I was trying out a simple program in C for validating user data. The program is supposed to identify whether a user entered character is a number, alphabet or a special character.

Somehow , the code identifies every kind of input character as a number. I have appended the code below, I'd be grateful if someone could kindly point out where I'm going wrong ?

//Program to take input from the user and determine whether it is character, number, or a special character

#include<stdio.h>
#include<conio.h>
#include<string.h>


    char ch;

int main()

{
     clrscr();

    printf("Enter a character \n");
    scanf("%c \n",ch);

    if ((ch>='A'&& ch<='Z')||(ch>='a'&& ch<='z') )
    {
        printf("The character entered is an alphabet \n" );

    }
     else if ((ch>=0)&&(ch<=9))
    {
        printf("Character entered is an number \n");
    }


    else
    {
        printf("Character entered is a special character");

    }
    return 0;
}

Answer 1

scanf accepts a pointer as the argument for %c.

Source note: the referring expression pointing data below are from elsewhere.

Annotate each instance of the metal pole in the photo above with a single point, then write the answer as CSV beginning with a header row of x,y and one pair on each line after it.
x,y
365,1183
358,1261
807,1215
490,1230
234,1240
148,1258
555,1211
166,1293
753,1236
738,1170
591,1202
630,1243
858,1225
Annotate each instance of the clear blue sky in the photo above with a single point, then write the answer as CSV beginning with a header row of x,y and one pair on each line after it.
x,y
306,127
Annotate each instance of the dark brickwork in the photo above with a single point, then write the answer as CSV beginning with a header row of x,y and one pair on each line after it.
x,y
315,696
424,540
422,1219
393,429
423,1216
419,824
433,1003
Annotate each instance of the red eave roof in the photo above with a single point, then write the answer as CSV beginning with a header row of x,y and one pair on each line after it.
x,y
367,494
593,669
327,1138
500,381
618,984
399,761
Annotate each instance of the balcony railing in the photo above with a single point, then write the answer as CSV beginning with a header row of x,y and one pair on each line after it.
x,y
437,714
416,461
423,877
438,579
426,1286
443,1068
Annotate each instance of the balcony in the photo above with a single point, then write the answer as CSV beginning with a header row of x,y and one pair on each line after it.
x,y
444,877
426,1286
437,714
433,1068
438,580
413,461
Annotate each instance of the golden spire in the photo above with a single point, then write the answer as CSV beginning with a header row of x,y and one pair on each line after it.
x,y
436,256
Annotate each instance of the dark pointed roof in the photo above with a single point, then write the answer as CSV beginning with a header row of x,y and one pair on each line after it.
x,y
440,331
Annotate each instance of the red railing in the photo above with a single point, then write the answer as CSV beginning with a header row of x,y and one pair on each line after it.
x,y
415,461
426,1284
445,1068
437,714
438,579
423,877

In other words,

scanf("%c \n",ch);

should be written as:

scanf("%c\n",&ch);

Without the reference operator (&), scanf receives the value of ch. In this case, the value is garbage, because ch is unset.* Referencing ch gives scanf a pointer to ch, not ch itself, so scanf can modify the value of ch by dereferencing the pointer (using the dereference operator, *).

There's also the issue with digit checking that Himadri mentioned.

* This is actually undefined behaviour.

Answer 2

Oh, Arun very silly mistake. In your second condition in else if you have to right 0 and 9 in single quotation mark.

So, your code will be -

if ((ch>='A'&& ch<='Z')||(ch>='a'&& ch<='z') )
{
    printf("The character entered is an alphabet \n" );

}
 else if ((ch>='0')&&(ch<='9'))
{
    printf("Character entered is an number \n");
}
else
{
    printf("Character entered is a special character");

}

May be this is the only mistake. Now, it should work.